I'm doing some rough string analysis for error messages related to corrupt data and skipping the current row if that's the case. Another interesting edge-case: a couple times, I ran into a case where the `INSERT` into the recovery table failed because the `SELECT` query against the bad table was returning `null` values, even though that should technically never be possible. Told you we're violating some foundational assumptions about Postgres here.
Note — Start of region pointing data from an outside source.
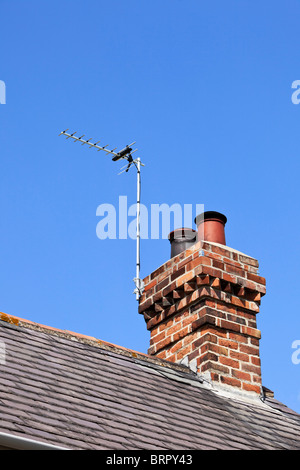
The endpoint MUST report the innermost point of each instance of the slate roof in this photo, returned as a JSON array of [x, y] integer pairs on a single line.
[[81, 393]]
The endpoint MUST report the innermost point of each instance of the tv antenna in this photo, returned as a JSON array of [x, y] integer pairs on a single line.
[[124, 154]]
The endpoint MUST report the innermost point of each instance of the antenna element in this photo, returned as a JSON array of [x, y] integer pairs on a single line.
[[125, 153]]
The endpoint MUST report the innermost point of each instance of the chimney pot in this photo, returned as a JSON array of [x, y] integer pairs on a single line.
[[211, 227], [181, 239]]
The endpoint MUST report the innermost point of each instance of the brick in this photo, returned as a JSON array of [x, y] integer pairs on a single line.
[[213, 366], [256, 278], [247, 260], [218, 264], [229, 277], [229, 362], [251, 387], [228, 343], [250, 368], [240, 356], [181, 333], [178, 273], [221, 251], [238, 374], [229, 268], [183, 352], [162, 284], [150, 285]]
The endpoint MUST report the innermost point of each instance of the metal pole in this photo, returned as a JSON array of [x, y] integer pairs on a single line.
[[138, 286]]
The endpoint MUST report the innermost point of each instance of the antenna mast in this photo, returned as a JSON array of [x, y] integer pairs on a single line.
[[125, 153]]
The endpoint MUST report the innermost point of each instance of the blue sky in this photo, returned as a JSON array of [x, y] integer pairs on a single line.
[[205, 90]]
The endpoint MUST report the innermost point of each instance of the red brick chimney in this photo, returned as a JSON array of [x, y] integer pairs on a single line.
[[201, 307]]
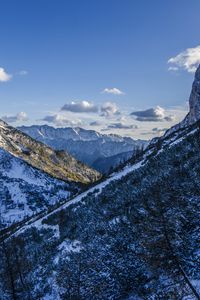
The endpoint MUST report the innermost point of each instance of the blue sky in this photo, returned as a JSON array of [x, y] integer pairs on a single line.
[[60, 52]]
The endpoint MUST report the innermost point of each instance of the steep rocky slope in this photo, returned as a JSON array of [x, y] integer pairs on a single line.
[[56, 163], [25, 190], [87, 146], [135, 235]]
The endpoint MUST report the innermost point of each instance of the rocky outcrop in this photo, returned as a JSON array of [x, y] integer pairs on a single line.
[[58, 164], [194, 101]]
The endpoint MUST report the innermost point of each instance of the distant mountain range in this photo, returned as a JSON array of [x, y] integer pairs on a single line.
[[134, 235], [88, 146], [58, 164], [34, 177]]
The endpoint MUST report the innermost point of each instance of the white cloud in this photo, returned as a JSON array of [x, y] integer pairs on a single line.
[[113, 91], [20, 117], [156, 114], [95, 123], [4, 76], [109, 109], [60, 119], [80, 107], [121, 125], [23, 72], [188, 60]]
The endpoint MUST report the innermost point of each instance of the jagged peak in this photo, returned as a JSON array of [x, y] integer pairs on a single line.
[[194, 100]]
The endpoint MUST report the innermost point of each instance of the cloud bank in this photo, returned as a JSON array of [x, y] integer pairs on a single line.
[[109, 109], [156, 114], [113, 91], [80, 107]]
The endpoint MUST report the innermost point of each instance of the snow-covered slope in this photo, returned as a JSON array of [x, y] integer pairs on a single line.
[[135, 235], [25, 190], [56, 163], [86, 145]]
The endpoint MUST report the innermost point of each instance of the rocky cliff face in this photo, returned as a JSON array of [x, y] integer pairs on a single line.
[[58, 164], [194, 101], [87, 146]]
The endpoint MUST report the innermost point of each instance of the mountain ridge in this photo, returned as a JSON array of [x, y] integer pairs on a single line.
[[56, 163]]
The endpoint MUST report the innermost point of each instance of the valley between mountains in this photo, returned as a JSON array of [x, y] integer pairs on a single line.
[[133, 234]]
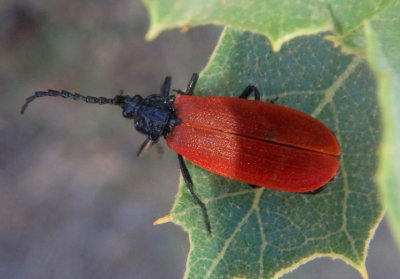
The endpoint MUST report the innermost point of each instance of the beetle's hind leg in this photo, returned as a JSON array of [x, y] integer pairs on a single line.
[[250, 89], [189, 185], [316, 191], [247, 92], [190, 87]]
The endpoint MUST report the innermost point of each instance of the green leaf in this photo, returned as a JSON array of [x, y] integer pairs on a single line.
[[262, 233], [279, 20], [383, 51]]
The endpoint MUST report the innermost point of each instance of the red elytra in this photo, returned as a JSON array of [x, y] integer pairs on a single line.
[[262, 144]]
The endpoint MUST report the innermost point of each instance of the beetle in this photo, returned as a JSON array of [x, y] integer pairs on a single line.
[[259, 143]]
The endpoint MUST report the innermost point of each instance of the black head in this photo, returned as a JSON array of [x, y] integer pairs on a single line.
[[153, 116]]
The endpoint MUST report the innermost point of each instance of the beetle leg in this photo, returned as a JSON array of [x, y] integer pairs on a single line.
[[190, 87], [272, 101], [320, 189], [248, 90], [316, 191], [166, 86], [189, 185], [145, 146]]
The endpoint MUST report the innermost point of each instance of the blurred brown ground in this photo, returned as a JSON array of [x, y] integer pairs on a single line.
[[75, 202]]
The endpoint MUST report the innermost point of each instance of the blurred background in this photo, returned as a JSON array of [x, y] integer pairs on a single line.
[[75, 202]]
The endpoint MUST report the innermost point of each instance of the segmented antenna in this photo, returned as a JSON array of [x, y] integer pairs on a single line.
[[68, 95]]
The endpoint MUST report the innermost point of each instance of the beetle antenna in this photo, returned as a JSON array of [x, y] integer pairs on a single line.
[[67, 95]]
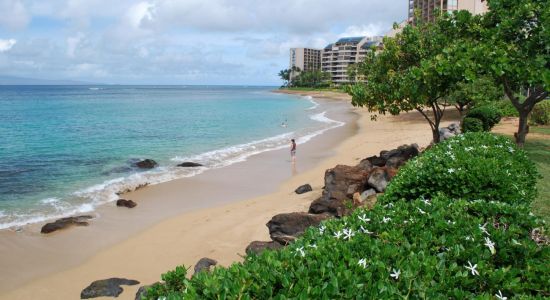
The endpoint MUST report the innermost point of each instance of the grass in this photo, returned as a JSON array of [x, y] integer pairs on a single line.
[[538, 150]]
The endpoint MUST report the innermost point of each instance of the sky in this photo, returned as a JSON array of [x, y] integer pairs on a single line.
[[232, 42]]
Adding an `is not null` to a different non-null column helped avoid this.
My original draft of this procedure was designed to keep looping and just skip the fatal errors caused by disk corruption (the various dirty `POSITION` checks in the error handler).
Quickly, however, I ran into a new error:
> SQL Error \[57P03\]: FATAL: the database system is in recovery mode
Turns out, if you keep intentionally forcing Postgres to try to read data from bad disk blocks, eventually its internal data structures hit an inconsistent state and the server process restarts itself out for safety.
This is (obviously) a problem because we cant catch that and force the procedure to keep running against its will. So instead I resorted to adding `IF` conditions to manually skip over primary key regions that caused the server process to crash. (I told you this was crazy.)
Every time the server would crash, I would dump out the rows Id recovered so far, just in case:
```none
pg_dump -U postgres -h localhost --table page_views2 www_p1 > page_views2-1.sql
```
Then Id skip a new region of primary key, drop and re-create the recovery table, and try again. Why drop and re-create it? Because I discovered that when the server process crashed, it would occasionally write bad data to the *recovery* table, which is obviously no good:
```none
pg_dump: error: Dumping the contents of table "page_views_recovery" failed: PQgetResult() failed.
pg_dump: detail: Error message from server: ERROR: invalid memory alloc request size 18446744073709551613
pg_dump: detail: Command was: COPY public.page_views_recovery (page_view_id, visited_at, hostname, ip, method, endpoint, user_id, xhr) TO stdout;
```
Predictably, this got really annoying to do by hand, so I did what any good Linux nerd would do and wrote a script for it, which [you can find here](https://code.garrettmills.dev/garrettmills/pg-recover). The gist:
```none
./pg-recover.sh postgres localhost www_p1 page_views page_view_id entrypoint
```
Of the 6,628,903 rows in the corrupt table, I was able to recover 6,444,118 of them. You know what they say — if its stupid and it works, its still stupid and youre just lucky.